🤖 AI Summary
Existing DDPM sampling relies on exponential Euler discretization, suffering from convergence complexity at least O(d) or O(√I₀), severely limiting scalability in high dimensions.
Method: We propose DDRaM—a novel SDE integration method for DDPMs based on stochastic midpoints—introducing an auxiliary random midpoint to enhance discretization accuracy while preserving the standard DDPM sampling mechanism. Under Lipschitz smoothness of the score function, DDRaM achieves improved numerical fidelity without altering the underlying generative process.
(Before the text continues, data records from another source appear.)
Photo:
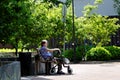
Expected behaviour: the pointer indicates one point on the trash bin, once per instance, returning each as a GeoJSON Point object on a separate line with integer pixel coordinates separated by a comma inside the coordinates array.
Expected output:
{"type": "Point", "coordinates": [25, 63]}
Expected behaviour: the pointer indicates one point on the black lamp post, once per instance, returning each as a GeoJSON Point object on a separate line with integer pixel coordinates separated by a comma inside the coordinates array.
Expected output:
{"type": "Point", "coordinates": [73, 37]}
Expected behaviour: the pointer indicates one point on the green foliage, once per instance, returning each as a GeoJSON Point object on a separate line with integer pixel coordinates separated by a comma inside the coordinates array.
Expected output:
{"type": "Point", "coordinates": [95, 27]}
{"type": "Point", "coordinates": [69, 54]}
{"type": "Point", "coordinates": [117, 5]}
{"type": "Point", "coordinates": [115, 52]}
{"type": "Point", "coordinates": [82, 49]}
{"type": "Point", "coordinates": [99, 54]}
{"type": "Point", "coordinates": [80, 52]}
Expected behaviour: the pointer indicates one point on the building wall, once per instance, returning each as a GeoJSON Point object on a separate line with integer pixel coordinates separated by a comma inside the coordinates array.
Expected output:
{"type": "Point", "coordinates": [106, 8]}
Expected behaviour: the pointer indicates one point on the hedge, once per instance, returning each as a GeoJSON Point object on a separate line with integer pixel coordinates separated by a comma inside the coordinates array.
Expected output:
{"type": "Point", "coordinates": [98, 54]}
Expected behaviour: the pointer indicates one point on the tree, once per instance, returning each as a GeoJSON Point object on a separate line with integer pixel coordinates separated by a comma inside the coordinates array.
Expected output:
{"type": "Point", "coordinates": [95, 27]}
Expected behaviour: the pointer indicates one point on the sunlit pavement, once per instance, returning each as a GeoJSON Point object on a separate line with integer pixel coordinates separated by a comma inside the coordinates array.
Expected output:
{"type": "Point", "coordinates": [100, 71]}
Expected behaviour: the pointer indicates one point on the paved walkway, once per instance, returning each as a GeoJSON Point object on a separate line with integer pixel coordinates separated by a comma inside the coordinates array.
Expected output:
{"type": "Point", "coordinates": [101, 71]}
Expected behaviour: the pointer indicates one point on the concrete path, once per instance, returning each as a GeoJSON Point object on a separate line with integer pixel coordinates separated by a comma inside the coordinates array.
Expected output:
{"type": "Point", "coordinates": [101, 71]}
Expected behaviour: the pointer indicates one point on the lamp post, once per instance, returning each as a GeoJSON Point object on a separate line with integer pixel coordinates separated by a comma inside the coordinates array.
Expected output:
{"type": "Point", "coordinates": [64, 11]}
{"type": "Point", "coordinates": [73, 37]}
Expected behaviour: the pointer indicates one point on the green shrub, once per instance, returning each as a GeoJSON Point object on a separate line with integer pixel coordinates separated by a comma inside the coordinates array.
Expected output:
{"type": "Point", "coordinates": [80, 52]}
{"type": "Point", "coordinates": [83, 49]}
{"type": "Point", "coordinates": [115, 52]}
{"type": "Point", "coordinates": [70, 55]}
{"type": "Point", "coordinates": [98, 54]}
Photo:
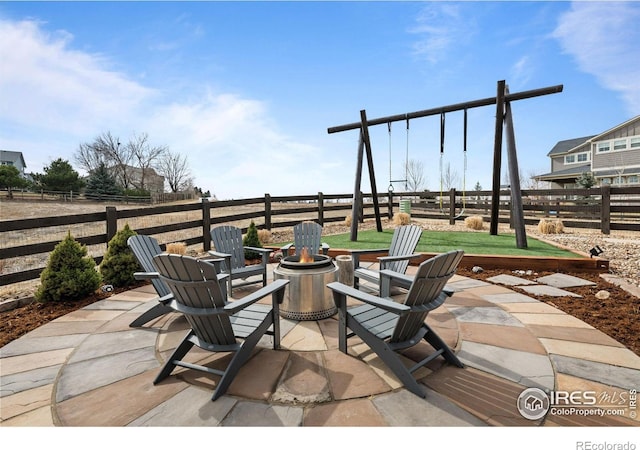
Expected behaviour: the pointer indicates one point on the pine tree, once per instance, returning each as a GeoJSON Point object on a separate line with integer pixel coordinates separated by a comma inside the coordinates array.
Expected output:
{"type": "Point", "coordinates": [119, 263]}
{"type": "Point", "coordinates": [70, 274]}
{"type": "Point", "coordinates": [251, 239]}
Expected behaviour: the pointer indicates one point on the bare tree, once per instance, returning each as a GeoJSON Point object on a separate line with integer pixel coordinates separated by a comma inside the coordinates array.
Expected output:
{"type": "Point", "coordinates": [450, 178]}
{"type": "Point", "coordinates": [175, 169]}
{"type": "Point", "coordinates": [415, 175]}
{"type": "Point", "coordinates": [145, 156]}
{"type": "Point", "coordinates": [106, 149]}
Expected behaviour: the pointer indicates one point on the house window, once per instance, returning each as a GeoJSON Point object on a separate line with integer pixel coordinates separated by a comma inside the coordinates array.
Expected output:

Contribution/Results: We establish, for the first time, a sublinear iteration complexity bound for vanilla DDPM sampling: only Õ(√d) score evaluations suffice to attain ε-accuracy. This breaks prior limitations requiring ODE approximations or sampler modifications, better aligning with practical deployment. Our analysis integrates the “displacement composition rule” framework with log-concave sampling techniques. Empirical validation on pre-trained image generation models confirms substantial speedup.
📝 Abstract
SDE-based methods such as denoising diffusion probabilistic models (DDPMs) have shown remarkable success in real-world sample generation tasks. Prior analyses of DDPMs have been focused on the exponential Euler discretization, showing guarantees that generally depend at least linearly on the dimension or initial Fisher information. Inspired by works in log-concave sampling (Shen and Lee, 2019), we analyze an integrator -- the denoising diffusion randomized midpoint method (DDRaM) -- that leverages an additional randomized midpoint to better approximate the SDE. Using a recently-developed analytic framework called the"shifted composition rule", we show that this algorithm enjoys favorable discretization properties under appropriate smoothness assumptions, with sublinear $widetilde{O}(sqrt{d})$ score evaluations needed to ensure convergence. This is the first sublinear complexity bound for pure DDPM sampling -- prior works which obtained such bounds worked instead with ODE-based sampling and had to make modifications to the sampler which deviate from how they are used in practice. We also provide experimental validation of the advantages of our method, showing that it performs well in practice with pre-trained image synthesis models.